Les vidéos proposées ne viennent qu’accentuer cette impression d’apesanteur temporelle : au cours des salles traversées, de grandes failles verticales laisse apparaître à un rythme régulier des images sous-marines tantôt fixe tantôt animées, des lumières plus ou moins chargé de limon et de plancton, des poissons, des accumulation de débris des murs de pierre, des champs de colonnes reposant par le fond et des plongeurs au travail.  La vision des archéologues en combinaison et bouteilles, tête à tête avec leurs merveilleuses trouvailles et les disputant aux poissons… c’est surréaliste !

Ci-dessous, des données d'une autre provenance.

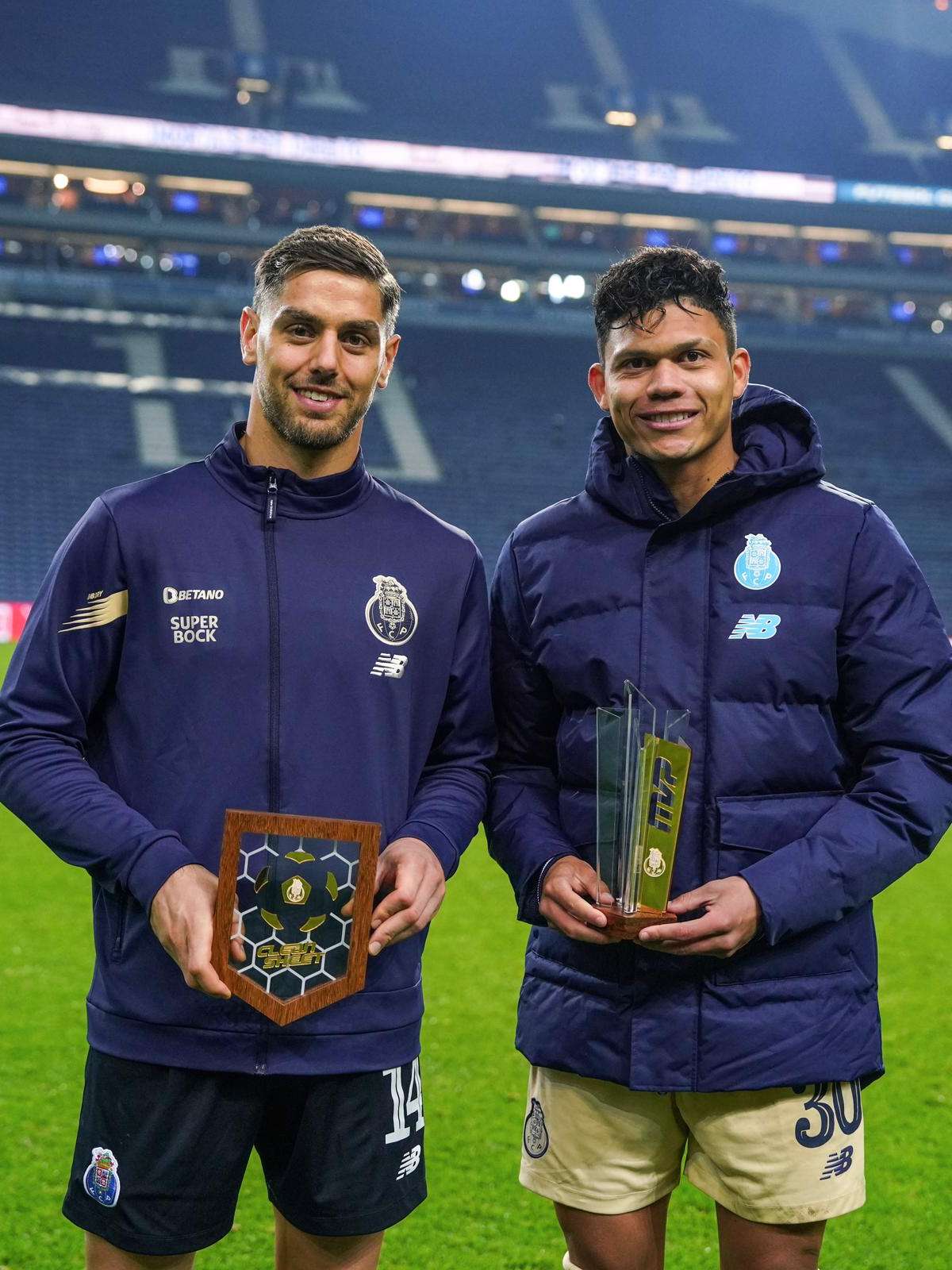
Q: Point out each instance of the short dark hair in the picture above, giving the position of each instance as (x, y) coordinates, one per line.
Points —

D’Osiris à Dyonisos : une page d’histoire de la Méditerranée

Après les deux premières parties de l’exposition consacrées à la légende d’Osiris et aux mystères d’Osiris, la troisième séquence est tout aussi passionnante en ce qu’elle mety l’accent sur la postérité du mythe . En effet la légende Osirienne n’est pas morte avec les pharaons, en témoigne par exemple la splendide statue du « taureau Apis » datée de l’époque de l’empereur Hadrien (117 et 138) qui exprime toute l’ambivalence de l’animal sacré, à cheval entre deux civilisation : l’égyptienne et la romaine. De même, la superbe statue d’Antinoüs (trouvée à Canope, autre cité engloutie) : le favori d’Adrien, mort noyé dans le Nil au cours d’une chasse au lion, avait en effet été divinisé pour avoir connu le même sort qu’Osiris. Osiris l’égyptien se révèle être le « grand frère » l’ancêtre de Dionysos. L’assimilation se comprend par le fait que leurs légendes présentent beaucoup d’analogies : le démembrement, et le retour à la vie et que tous deux ont été des rois civilisateurs.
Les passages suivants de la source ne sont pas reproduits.